WILBY Risk Management consultants have a number of clients who operate engineering or vehicle service and repair workshops and as such are often asked similar questions regarding safety footwear.
Some employees have a reluctance to wear footwear with toe protection and some employers are reluctant to pay for it. It is well worth clarifying the legal position with the following points:
l All types of personal protective equipment, including safety footwear, gloves, eye protection, hearing protection, cold and wet weather clothing are covered by the Personal Protective Equipment at Work Regulations 1992
l The employer should assess risks to employees, visitors, members of the public in all areas of the workplace, including the workshop
l The employer should assess which risks have not been adequately controlled by other means and where items of personal protective equipment are necessary. Such risks could be from falling heavy objects or crush injuries from trolley jacks or forklift truck wheels
l Specific items of personal protective equipment, such as safety shoes with toe protection, should then be identified and the wearing of this PPE by all people exposed to these risks must be enforced
l The employer must provide these items of PPE free of charge to employees. It is common practice for employees to “top- up” to buy better footwear above the basic version supplied by the employer, provided the chosen items still provide adequate protection
l The employer must enforce the wearing of the PPE by people exposed to the uncontrolled risks. We recommend regular, recorded checks in the workplace by supervisors.

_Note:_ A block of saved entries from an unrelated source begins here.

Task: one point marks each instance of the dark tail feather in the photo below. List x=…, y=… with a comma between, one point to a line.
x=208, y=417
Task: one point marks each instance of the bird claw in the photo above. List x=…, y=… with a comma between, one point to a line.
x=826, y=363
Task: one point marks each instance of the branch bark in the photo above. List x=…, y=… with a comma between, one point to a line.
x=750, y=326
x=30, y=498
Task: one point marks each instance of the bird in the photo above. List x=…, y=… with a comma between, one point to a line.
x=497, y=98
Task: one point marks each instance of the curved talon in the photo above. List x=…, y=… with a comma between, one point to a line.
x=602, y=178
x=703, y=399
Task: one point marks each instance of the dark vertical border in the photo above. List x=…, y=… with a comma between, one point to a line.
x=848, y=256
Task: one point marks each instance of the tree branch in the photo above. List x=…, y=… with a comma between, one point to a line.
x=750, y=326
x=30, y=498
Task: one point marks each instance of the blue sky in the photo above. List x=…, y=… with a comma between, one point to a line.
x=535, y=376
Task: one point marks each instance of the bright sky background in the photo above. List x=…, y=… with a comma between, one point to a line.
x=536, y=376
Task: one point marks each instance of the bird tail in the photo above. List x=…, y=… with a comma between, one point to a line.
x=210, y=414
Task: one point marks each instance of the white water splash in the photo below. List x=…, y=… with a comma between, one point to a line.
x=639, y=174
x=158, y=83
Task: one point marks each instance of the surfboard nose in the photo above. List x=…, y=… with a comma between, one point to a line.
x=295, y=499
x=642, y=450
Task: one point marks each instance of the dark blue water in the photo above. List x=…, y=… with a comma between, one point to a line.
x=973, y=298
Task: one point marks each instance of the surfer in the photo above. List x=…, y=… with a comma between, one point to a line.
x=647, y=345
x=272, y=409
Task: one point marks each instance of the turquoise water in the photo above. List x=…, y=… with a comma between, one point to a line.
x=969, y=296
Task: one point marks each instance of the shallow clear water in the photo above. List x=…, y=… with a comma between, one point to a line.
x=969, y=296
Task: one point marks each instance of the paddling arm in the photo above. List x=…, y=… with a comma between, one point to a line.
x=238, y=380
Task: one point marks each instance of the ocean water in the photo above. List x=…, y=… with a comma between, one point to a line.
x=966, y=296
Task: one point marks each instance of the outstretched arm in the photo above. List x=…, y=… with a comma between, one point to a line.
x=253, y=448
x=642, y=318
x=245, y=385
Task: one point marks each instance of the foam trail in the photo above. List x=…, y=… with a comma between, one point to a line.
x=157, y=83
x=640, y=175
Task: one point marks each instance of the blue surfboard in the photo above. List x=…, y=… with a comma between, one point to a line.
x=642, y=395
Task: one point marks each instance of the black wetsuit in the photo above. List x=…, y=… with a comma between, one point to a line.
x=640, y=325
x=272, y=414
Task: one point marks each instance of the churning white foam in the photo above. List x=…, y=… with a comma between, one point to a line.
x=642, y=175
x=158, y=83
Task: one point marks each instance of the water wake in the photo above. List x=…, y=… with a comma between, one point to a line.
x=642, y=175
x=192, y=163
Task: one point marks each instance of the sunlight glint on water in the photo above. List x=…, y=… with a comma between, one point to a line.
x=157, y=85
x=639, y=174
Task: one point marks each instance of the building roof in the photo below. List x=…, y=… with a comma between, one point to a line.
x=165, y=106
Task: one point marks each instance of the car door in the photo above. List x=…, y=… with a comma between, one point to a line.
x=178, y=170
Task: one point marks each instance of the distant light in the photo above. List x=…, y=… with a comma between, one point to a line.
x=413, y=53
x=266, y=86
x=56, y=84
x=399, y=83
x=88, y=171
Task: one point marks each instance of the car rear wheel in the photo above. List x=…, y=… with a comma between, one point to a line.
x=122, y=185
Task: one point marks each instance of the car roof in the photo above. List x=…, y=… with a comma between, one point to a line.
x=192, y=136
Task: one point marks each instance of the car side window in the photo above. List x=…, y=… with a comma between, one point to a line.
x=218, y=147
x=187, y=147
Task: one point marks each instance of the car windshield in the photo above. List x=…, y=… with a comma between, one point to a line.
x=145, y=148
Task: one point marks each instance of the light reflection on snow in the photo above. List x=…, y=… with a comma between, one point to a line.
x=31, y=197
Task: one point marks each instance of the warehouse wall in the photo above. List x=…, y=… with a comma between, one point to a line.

l The employer must train, inform and instruct employees on why the PPE is required, how it should be worn and maintained and what to do if defects are noted. We recommend this basic training is given at induction and repeated periodically and that records are kept. The PPE requirement could be included in workplace rules
l Employees must use the PPE as instructed and report defects.
While these points focus on safety footwear, they hold true for all types of personal protective equipment.
We frequently hear: “How is it we have never been told this before?” “The insurers never required it!” “We have passed audits before without this rule!” As in all things, the answer you get depends on the question asked. Insurance surveys do not cover every workplace issue. Some workplace audits have a limited health and safety content and to pass the audit does not imply full legal compliance.
Wilby Risk Management can carry out detailed audits to check levels of conformance to legal requirements and best practice standards. Relying on other surveys or audits can lead to a false sense of security and leave an employer open to prosecution or compensation claims in the event of an accident.